Edited to fix some details re: quads being 8 bytes and explaining the static link field.

I think unsafeSizeOf is inaccurate and you're misinterpreting its output. Note that it is intended to show the memory usage for the top-level closure only, not the total space usage of the object. What you're seeing, I think, is that q requires 10 bytes in addition to the tuple p (while p requires 10 bytes in addition to the boxed Char and boxed Int).

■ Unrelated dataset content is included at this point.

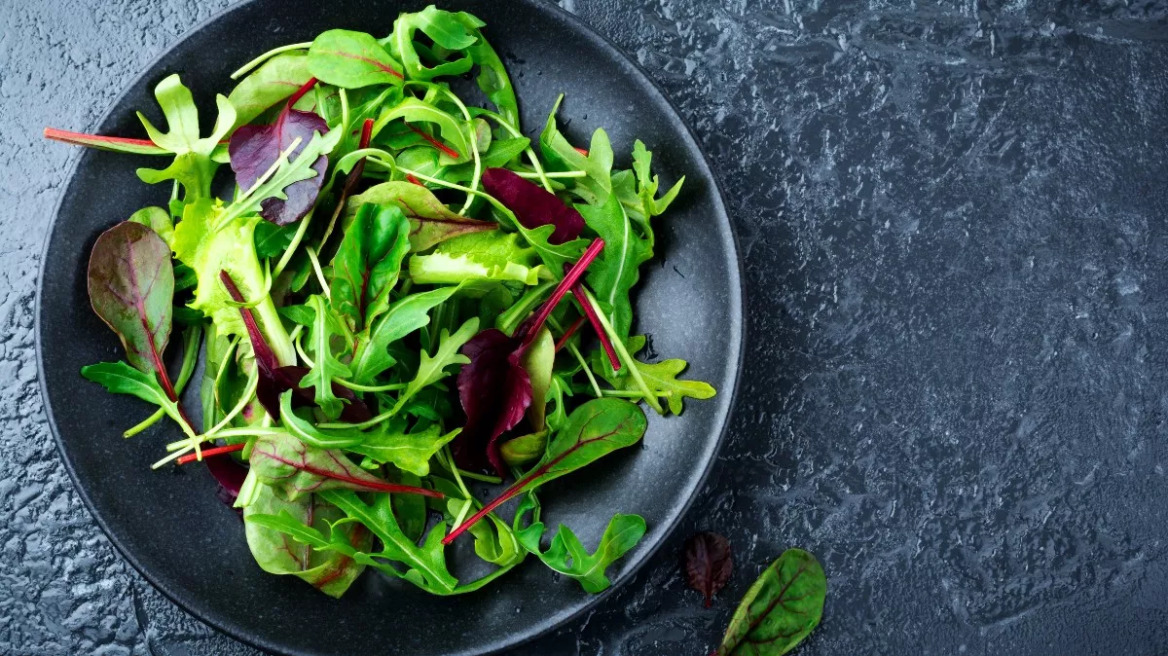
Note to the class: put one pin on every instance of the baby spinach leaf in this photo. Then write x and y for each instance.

Moreover, my tests indicate that the top-level constructors actually require 24 bytes each (on a 64-bit architecture), even though unsafeSizeOf reports 10 for me, too.

In particular, if I compile the following test program with stack ghc -- -fforce-recomp -ddump-asm -dsuppress-all -O2 ZeroMemory.hs using GHC 8.0.2:

{-# LANGUAGE ExistentialQuantification #-}
{-# LANGUAGE PolyKinds #-}
{-# LANGUAGE DataKinds #-}
{-# LANGUAGE TypeFamilies #-}

module ZeroMemory where

data Uncurry (a :: i -> j -> *) (z :: (i, j)) =
  forall x y . z ~ '(x,y) => Uncurry !(a x y)

q :: Uncurry (,) '(Int, Char)
q = Uncurry (0, '\0')

r :: Uncurry (,) '(Int, Char)
r = Uncurry (1, '\1')

then the memory footprint for the top-level q closure looks like:

q_closure:
    .quad   Uncurry_static_info
    .quad   $s$WUncurry_$d~~_closure+1
    .quad   q1_closure+1
    .quad   3

Note that each .quad here is actually 8 bytes; it's a "quad" of old-style 16-bit "words". I believe the final quad here, with value 3, is the "static link field" described in the GHC implementation commentary and so doesn't apply to "typical" heap allocation objects.

So, ignoring this final field, the total size of the top-level q closure is 24 bytes, and it refers to the q1_closure which represents the contained tuple:

q1_closure:
    .quad   (,)_static_info
    .quad   q3_closure+1
    .quad   q2_closure+1
    .quad   3

for another 24 bytes.

The q2 and q3 closures are the boxed Int and Char and so take up two quads (16 bytes) each. So, q takes up a total of 10 quads, or 80 bytes. (I included r as a sanity check to make sure I wasn't misidentifying any shared info.)

A p tuple by itself would have a memory footprint equivalent to the q1_closure, so 7 quads or 56 bytes.